Em março, o governo federal relançou o Bolsa Família com o valor mínimo de R$600 e o adicional de R$ 150 para crianças de até seis anos. Há, ainda, benefícios variáveis, como os R$ 50 para gestantes, crianças e adolescentes de até 18 anos.


O governo federal voltou ainda com as condicionantes, ou seja, condições que precisam ser cumpridas para garantir o repasse do auxílio pelo governo federal. Entre eles, estão: o acompanhamento pré-natal; acompanhamento do calendário nacional de vacinação; frequência escolar; e acompanhamento do estado nutricional de crianças.


A gestão de Jair Bolsonaro tinha substituído o benefício pelo Auxílio Brasil que, entre outros pontos, retirou as condicionantes e mudou critérios de repasse. O benefício foi alvo de auditorias do Tribunal de Contas da União (TCU), que encontrou algumas irregularidades.

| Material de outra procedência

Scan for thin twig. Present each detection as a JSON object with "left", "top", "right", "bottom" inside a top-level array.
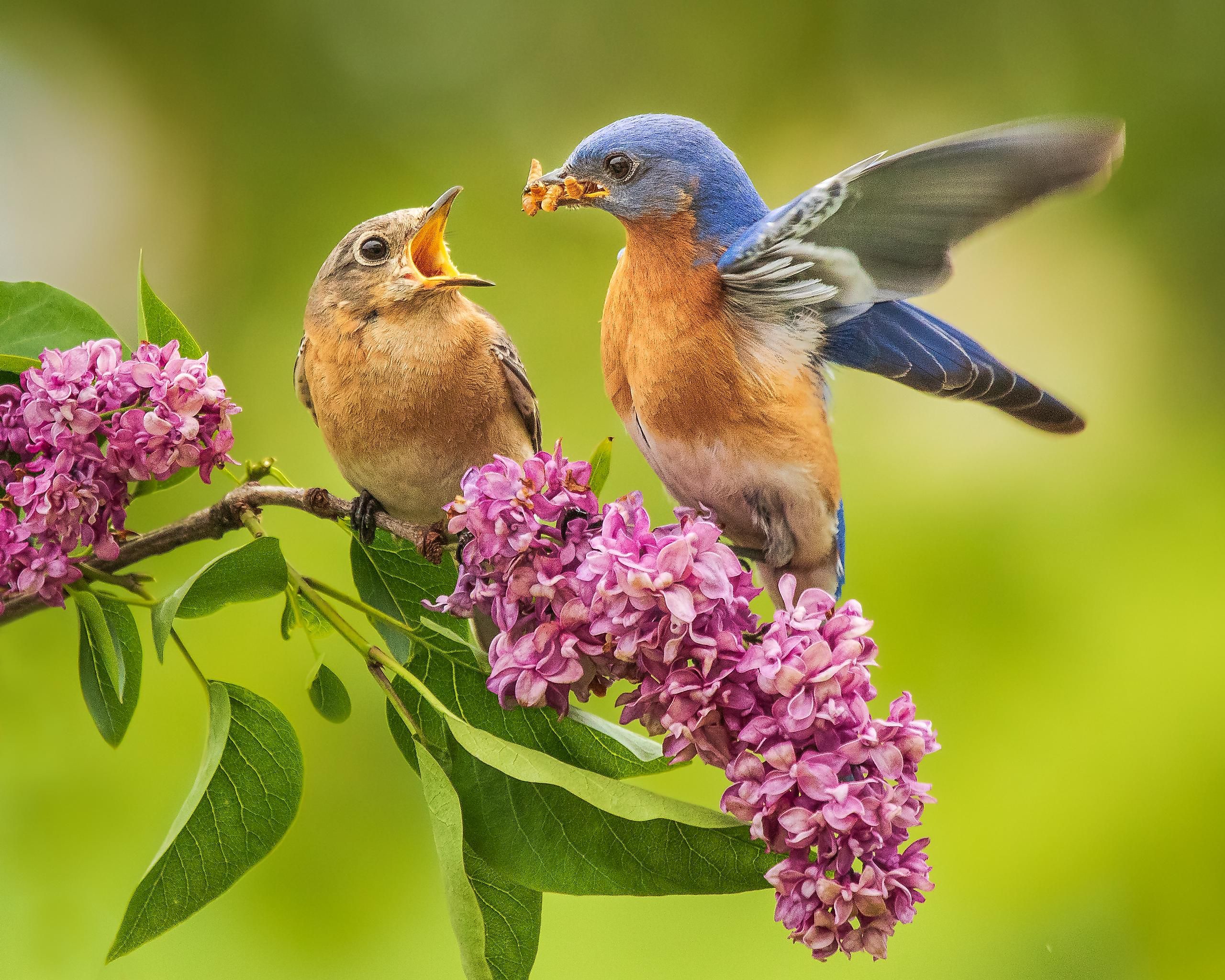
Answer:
[{"left": 0, "top": 483, "right": 430, "bottom": 625}]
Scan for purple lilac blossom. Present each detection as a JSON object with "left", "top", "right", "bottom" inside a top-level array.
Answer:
[
  {"left": 433, "top": 444, "right": 940, "bottom": 959},
  {"left": 0, "top": 339, "right": 239, "bottom": 611}
]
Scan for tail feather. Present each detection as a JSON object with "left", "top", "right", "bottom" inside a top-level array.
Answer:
[{"left": 821, "top": 301, "right": 1084, "bottom": 434}]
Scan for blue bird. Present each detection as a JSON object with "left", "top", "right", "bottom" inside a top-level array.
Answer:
[{"left": 523, "top": 115, "right": 1124, "bottom": 601}]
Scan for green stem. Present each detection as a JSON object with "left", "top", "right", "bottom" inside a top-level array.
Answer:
[
  {"left": 366, "top": 660, "right": 425, "bottom": 744},
  {"left": 231, "top": 511, "right": 467, "bottom": 724},
  {"left": 81, "top": 564, "right": 147, "bottom": 591},
  {"left": 305, "top": 577, "right": 418, "bottom": 639},
  {"left": 94, "top": 591, "right": 157, "bottom": 609},
  {"left": 370, "top": 647, "right": 468, "bottom": 725}
]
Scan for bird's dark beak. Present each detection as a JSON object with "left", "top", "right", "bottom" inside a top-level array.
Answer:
[
  {"left": 404, "top": 188, "right": 492, "bottom": 289},
  {"left": 523, "top": 160, "right": 609, "bottom": 217}
]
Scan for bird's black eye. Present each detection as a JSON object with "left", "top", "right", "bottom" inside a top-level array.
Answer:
[
  {"left": 604, "top": 153, "right": 634, "bottom": 180},
  {"left": 358, "top": 235, "right": 391, "bottom": 262}
]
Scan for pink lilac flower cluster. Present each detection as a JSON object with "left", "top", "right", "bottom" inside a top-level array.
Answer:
[
  {"left": 723, "top": 576, "right": 940, "bottom": 959},
  {"left": 433, "top": 444, "right": 940, "bottom": 959},
  {"left": 0, "top": 339, "right": 239, "bottom": 612}
]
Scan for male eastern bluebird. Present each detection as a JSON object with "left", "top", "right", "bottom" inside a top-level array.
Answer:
[
  {"left": 294, "top": 188, "right": 540, "bottom": 540},
  {"left": 523, "top": 115, "right": 1124, "bottom": 601}
]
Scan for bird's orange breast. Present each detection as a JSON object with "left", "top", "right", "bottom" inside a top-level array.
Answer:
[{"left": 601, "top": 212, "right": 755, "bottom": 435}]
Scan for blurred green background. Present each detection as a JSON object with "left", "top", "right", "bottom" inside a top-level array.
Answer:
[{"left": 0, "top": 0, "right": 1225, "bottom": 980}]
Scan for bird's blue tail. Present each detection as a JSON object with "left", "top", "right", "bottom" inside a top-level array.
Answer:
[{"left": 822, "top": 300, "right": 1084, "bottom": 433}]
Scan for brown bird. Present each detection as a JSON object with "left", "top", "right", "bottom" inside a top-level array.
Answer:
[{"left": 294, "top": 188, "right": 540, "bottom": 542}]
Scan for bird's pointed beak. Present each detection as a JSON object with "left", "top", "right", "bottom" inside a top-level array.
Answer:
[
  {"left": 523, "top": 160, "right": 609, "bottom": 217},
  {"left": 404, "top": 188, "right": 492, "bottom": 289}
]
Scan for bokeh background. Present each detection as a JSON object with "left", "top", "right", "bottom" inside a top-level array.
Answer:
[{"left": 0, "top": 0, "right": 1225, "bottom": 980}]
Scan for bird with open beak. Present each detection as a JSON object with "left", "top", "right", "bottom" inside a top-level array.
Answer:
[
  {"left": 294, "top": 188, "right": 540, "bottom": 542},
  {"left": 523, "top": 115, "right": 1124, "bottom": 601}
]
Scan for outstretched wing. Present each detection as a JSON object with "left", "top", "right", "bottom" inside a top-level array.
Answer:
[
  {"left": 294, "top": 337, "right": 319, "bottom": 425},
  {"left": 718, "top": 120, "right": 1124, "bottom": 433},
  {"left": 822, "top": 301, "right": 1084, "bottom": 434},
  {"left": 718, "top": 119, "right": 1124, "bottom": 320},
  {"left": 490, "top": 328, "right": 540, "bottom": 452}
]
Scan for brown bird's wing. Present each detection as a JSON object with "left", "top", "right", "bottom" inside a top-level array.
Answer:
[
  {"left": 491, "top": 321, "right": 540, "bottom": 452},
  {"left": 294, "top": 337, "right": 319, "bottom": 425}
]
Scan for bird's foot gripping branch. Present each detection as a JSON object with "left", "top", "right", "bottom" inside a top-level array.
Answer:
[{"left": 0, "top": 269, "right": 937, "bottom": 978}]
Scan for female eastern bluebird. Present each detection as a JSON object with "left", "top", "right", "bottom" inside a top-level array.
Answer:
[
  {"left": 294, "top": 188, "right": 540, "bottom": 542},
  {"left": 523, "top": 115, "right": 1124, "bottom": 601}
]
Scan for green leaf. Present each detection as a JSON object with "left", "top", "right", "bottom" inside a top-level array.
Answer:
[
  {"left": 420, "top": 616, "right": 489, "bottom": 663},
  {"left": 416, "top": 751, "right": 494, "bottom": 980},
  {"left": 446, "top": 718, "right": 744, "bottom": 829},
  {"left": 152, "top": 538, "right": 289, "bottom": 660},
  {"left": 566, "top": 707, "right": 666, "bottom": 772},
  {"left": 132, "top": 467, "right": 200, "bottom": 499},
  {"left": 350, "top": 532, "right": 676, "bottom": 779},
  {"left": 0, "top": 354, "right": 39, "bottom": 372},
  {"left": 107, "top": 681, "right": 302, "bottom": 962},
  {"left": 349, "top": 530, "right": 472, "bottom": 664},
  {"left": 71, "top": 589, "right": 125, "bottom": 702},
  {"left": 280, "top": 587, "right": 332, "bottom": 639},
  {"left": 77, "top": 595, "right": 144, "bottom": 745},
  {"left": 0, "top": 282, "right": 126, "bottom": 360},
  {"left": 397, "top": 646, "right": 674, "bottom": 779},
  {"left": 463, "top": 843, "right": 543, "bottom": 980},
  {"left": 589, "top": 436, "right": 612, "bottom": 497},
  {"left": 308, "top": 664, "right": 353, "bottom": 724},
  {"left": 387, "top": 680, "right": 781, "bottom": 895},
  {"left": 136, "top": 252, "right": 205, "bottom": 358}
]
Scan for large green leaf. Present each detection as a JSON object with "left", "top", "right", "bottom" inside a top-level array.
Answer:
[
  {"left": 463, "top": 843, "right": 543, "bottom": 980},
  {"left": 349, "top": 530, "right": 460, "bottom": 664},
  {"left": 152, "top": 538, "right": 289, "bottom": 660},
  {"left": 416, "top": 751, "right": 542, "bottom": 980},
  {"left": 77, "top": 595, "right": 144, "bottom": 745},
  {"left": 387, "top": 680, "right": 780, "bottom": 895},
  {"left": 0, "top": 282, "right": 119, "bottom": 357},
  {"left": 136, "top": 252, "right": 205, "bottom": 358},
  {"left": 71, "top": 589, "right": 126, "bottom": 701},
  {"left": 107, "top": 681, "right": 302, "bottom": 962}
]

Entre elas, a Corte de Contas estimou, em dezembro do ano passado, que o governo federal pagava o benefício para 3,5 milhões de famílias com renda acima do necessário para ser beneficiado, o que representava um pagamento indevido de R$ 2 bilhões por mês.


A gestão anterior aumentou às vésperas da eleição o valor mínimo dos repasses para R$ 600. O tribunal, no entanto, apontou que o valor não ajudava a reduzir a pobreza e a desigualdade porque privilegiava famílias de apenas uma pessoa, em detrimento dos lares com crianças e adolescentes.


A permanência do valor do benefício foi um dos principais pontos da campanha do ex-presidente pela reeleição, que também apostou em um conjunto de "bondades" para quem recebia o benefício. Entre elas, estavam o 13º para mulheres. Como resultado, Bolsonaro passou a ser alvo de processos do Tribunal Superior Eleitoral (TSE) pelo uso de programas sociais para ter vantagens eleitorais.